The attack on the Russian embassy took place on 13 March. Four Russians were wounded when a grenade was thrown over the walls of the embassy. The blast knocked down some fencing around a tennis court, but no serious damage was caused. A group of Russian children had left the area only minutes before.
The Cuban embassy was attacked during the night of 2 April, and one militiaman was seriously wounded. Two grenades were thrown into the grounds of the embassy, the second one exploding just after a squad of local militia had arrived at the building.
On Monday (12 April) a big explosion was heard by travellers passing close to an arms and ammunition supply depot in the city. The people who heard the explosion did not know what had caused it, or how much damage it had done.
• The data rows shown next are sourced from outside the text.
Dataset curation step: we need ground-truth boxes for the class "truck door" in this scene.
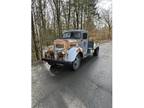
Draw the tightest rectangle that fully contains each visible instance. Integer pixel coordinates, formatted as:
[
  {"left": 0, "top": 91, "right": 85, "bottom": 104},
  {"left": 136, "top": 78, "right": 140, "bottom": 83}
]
[{"left": 81, "top": 33, "right": 88, "bottom": 56}]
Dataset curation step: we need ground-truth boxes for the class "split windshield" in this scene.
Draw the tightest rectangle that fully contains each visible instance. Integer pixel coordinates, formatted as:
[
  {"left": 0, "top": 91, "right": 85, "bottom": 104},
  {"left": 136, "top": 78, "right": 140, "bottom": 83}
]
[{"left": 63, "top": 32, "right": 81, "bottom": 39}]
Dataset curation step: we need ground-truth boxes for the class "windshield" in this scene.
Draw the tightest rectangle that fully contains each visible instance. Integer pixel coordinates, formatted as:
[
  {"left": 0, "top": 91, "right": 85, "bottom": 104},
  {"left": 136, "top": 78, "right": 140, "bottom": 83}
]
[{"left": 63, "top": 32, "right": 81, "bottom": 39}]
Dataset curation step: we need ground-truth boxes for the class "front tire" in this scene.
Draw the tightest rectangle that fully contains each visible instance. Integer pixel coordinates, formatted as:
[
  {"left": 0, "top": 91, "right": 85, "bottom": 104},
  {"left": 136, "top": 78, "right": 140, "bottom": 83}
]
[{"left": 72, "top": 55, "right": 81, "bottom": 71}]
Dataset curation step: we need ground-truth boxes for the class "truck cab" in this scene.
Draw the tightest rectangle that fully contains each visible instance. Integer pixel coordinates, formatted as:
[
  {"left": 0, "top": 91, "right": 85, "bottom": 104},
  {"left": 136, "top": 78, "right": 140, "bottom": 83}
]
[{"left": 42, "top": 30, "right": 99, "bottom": 70}]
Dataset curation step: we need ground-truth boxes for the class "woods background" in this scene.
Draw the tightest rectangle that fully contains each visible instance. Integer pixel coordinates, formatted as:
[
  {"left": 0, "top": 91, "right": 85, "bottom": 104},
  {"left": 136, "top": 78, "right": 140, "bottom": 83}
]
[{"left": 31, "top": 0, "right": 112, "bottom": 63}]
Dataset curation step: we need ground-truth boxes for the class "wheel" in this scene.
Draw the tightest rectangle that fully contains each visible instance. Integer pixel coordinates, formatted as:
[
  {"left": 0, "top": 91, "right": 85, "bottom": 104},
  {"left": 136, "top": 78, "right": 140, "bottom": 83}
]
[
  {"left": 72, "top": 55, "right": 81, "bottom": 71},
  {"left": 93, "top": 47, "right": 99, "bottom": 56}
]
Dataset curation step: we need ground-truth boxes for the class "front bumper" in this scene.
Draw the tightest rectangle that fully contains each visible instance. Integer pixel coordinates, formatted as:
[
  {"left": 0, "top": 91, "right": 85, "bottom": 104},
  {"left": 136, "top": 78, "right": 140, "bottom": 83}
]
[{"left": 42, "top": 58, "right": 72, "bottom": 65}]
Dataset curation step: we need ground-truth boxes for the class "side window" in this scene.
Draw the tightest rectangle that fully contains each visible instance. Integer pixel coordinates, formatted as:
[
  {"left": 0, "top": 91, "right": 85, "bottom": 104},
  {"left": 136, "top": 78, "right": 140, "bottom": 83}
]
[{"left": 83, "top": 33, "right": 87, "bottom": 39}]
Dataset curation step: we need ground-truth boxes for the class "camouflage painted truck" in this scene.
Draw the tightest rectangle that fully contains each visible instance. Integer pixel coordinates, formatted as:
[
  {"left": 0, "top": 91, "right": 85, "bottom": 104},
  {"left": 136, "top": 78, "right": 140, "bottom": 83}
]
[{"left": 42, "top": 30, "right": 99, "bottom": 70}]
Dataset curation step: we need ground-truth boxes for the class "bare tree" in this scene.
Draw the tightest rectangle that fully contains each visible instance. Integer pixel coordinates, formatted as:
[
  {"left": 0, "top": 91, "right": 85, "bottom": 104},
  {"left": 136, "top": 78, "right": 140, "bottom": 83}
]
[{"left": 101, "top": 8, "right": 112, "bottom": 39}]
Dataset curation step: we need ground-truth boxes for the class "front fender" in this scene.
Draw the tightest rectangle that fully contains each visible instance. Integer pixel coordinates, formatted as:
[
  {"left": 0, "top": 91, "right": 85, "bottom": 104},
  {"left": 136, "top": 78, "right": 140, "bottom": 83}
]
[{"left": 67, "top": 47, "right": 82, "bottom": 62}]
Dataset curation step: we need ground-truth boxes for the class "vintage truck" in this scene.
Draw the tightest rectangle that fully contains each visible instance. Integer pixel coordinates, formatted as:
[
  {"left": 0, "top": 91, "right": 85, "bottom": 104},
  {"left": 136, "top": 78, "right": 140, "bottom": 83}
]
[{"left": 42, "top": 30, "right": 99, "bottom": 71}]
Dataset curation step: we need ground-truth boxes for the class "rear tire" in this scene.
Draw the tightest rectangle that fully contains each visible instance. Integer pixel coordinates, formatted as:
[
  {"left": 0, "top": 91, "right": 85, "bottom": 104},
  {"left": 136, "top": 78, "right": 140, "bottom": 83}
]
[
  {"left": 93, "top": 47, "right": 99, "bottom": 56},
  {"left": 71, "top": 54, "right": 81, "bottom": 71}
]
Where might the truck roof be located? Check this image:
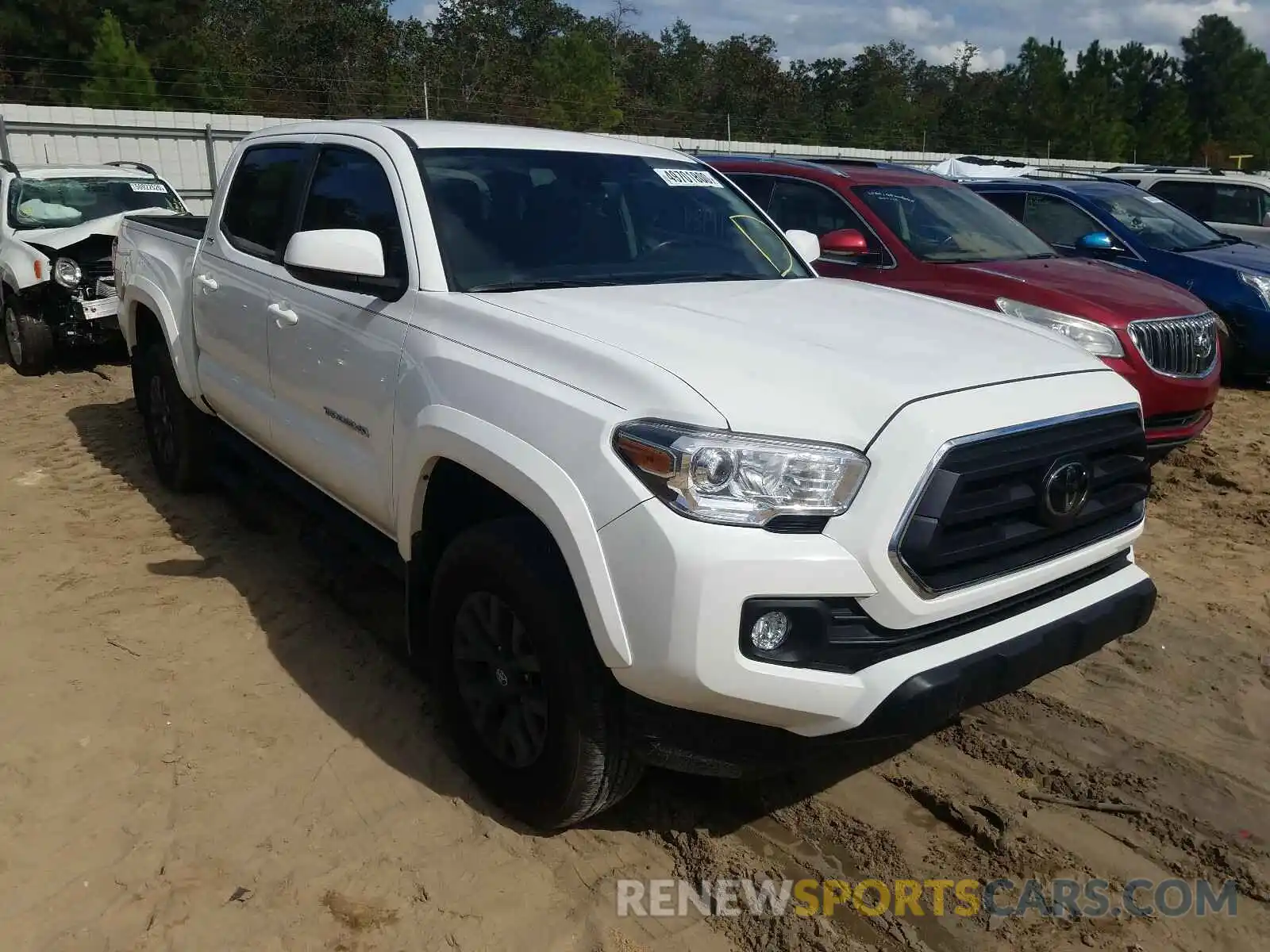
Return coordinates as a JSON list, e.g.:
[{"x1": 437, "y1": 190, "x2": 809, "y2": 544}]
[
  {"x1": 4, "y1": 163, "x2": 155, "y2": 179},
  {"x1": 248, "y1": 119, "x2": 692, "y2": 163},
  {"x1": 702, "y1": 152, "x2": 956, "y2": 188}
]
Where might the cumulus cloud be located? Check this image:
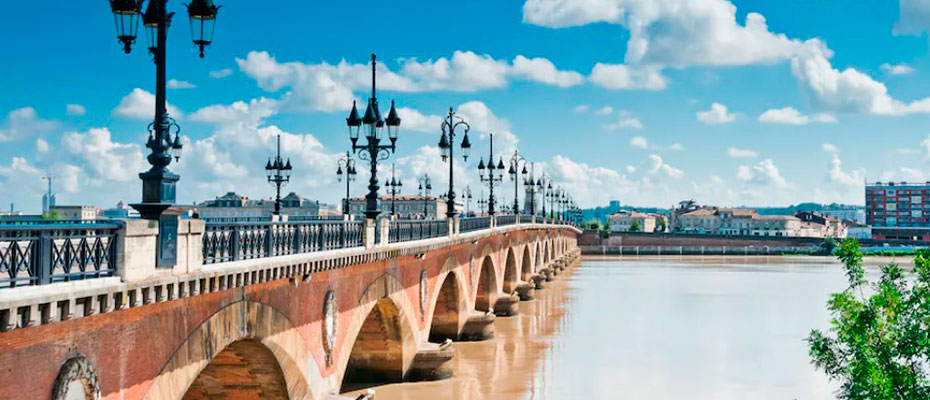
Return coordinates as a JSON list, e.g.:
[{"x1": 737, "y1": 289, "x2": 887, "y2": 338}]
[
  {"x1": 736, "y1": 158, "x2": 788, "y2": 187},
  {"x1": 113, "y1": 88, "x2": 184, "y2": 120},
  {"x1": 65, "y1": 104, "x2": 87, "y2": 117},
  {"x1": 0, "y1": 107, "x2": 61, "y2": 142},
  {"x1": 697, "y1": 103, "x2": 736, "y2": 125},
  {"x1": 168, "y1": 79, "x2": 197, "y2": 89},
  {"x1": 727, "y1": 147, "x2": 759, "y2": 158},
  {"x1": 878, "y1": 63, "x2": 914, "y2": 75},
  {"x1": 588, "y1": 63, "x2": 668, "y2": 90},
  {"x1": 630, "y1": 136, "x2": 685, "y2": 151},
  {"x1": 759, "y1": 107, "x2": 836, "y2": 125}
]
The Laotian authorities have blamed the attacks on "reactionary elements" and teenage delinquents, and the day before the latest attack, the Government announced that it was taking "draconian measures" to clamp down on the problem. During the previous 48 hours hundreds of people were reported to have been detained.
Many of them were understood to be foreigners, mainly Vietnamese or Chinese residents in Laos. The Laotian security forces are understood to have put the detainees under guard in various houses in Vientiane's four principal districts.
When announcing the measures, the Minister of Information, Mr. Sisana Sisan, said that the programme would also involved the re-education of "those who until now, were unwilling to meet with the new political realities". He said the delinquents would have several months of re-education during which they would learn how to behave properly.
In the middle of last month the authorities began a soft-line re-education campaign, designed to warn delinquent teenagers that they should change their behaviour. But subsequent news agency reports said that when this gentler approach failed to obtain the expected results, the authorities adopted the hardline approach announced by Mr. Sisan.
Those expected to attend the new re-education seminars included students freshly graduated from French universities or supposedly converted neutrals and right-wingers who were still considered reactionary. The new campaign was heralded during seminars organised by the Government for people's groups and professional organisations. A high percentage of those attending re-education seminars are government employees.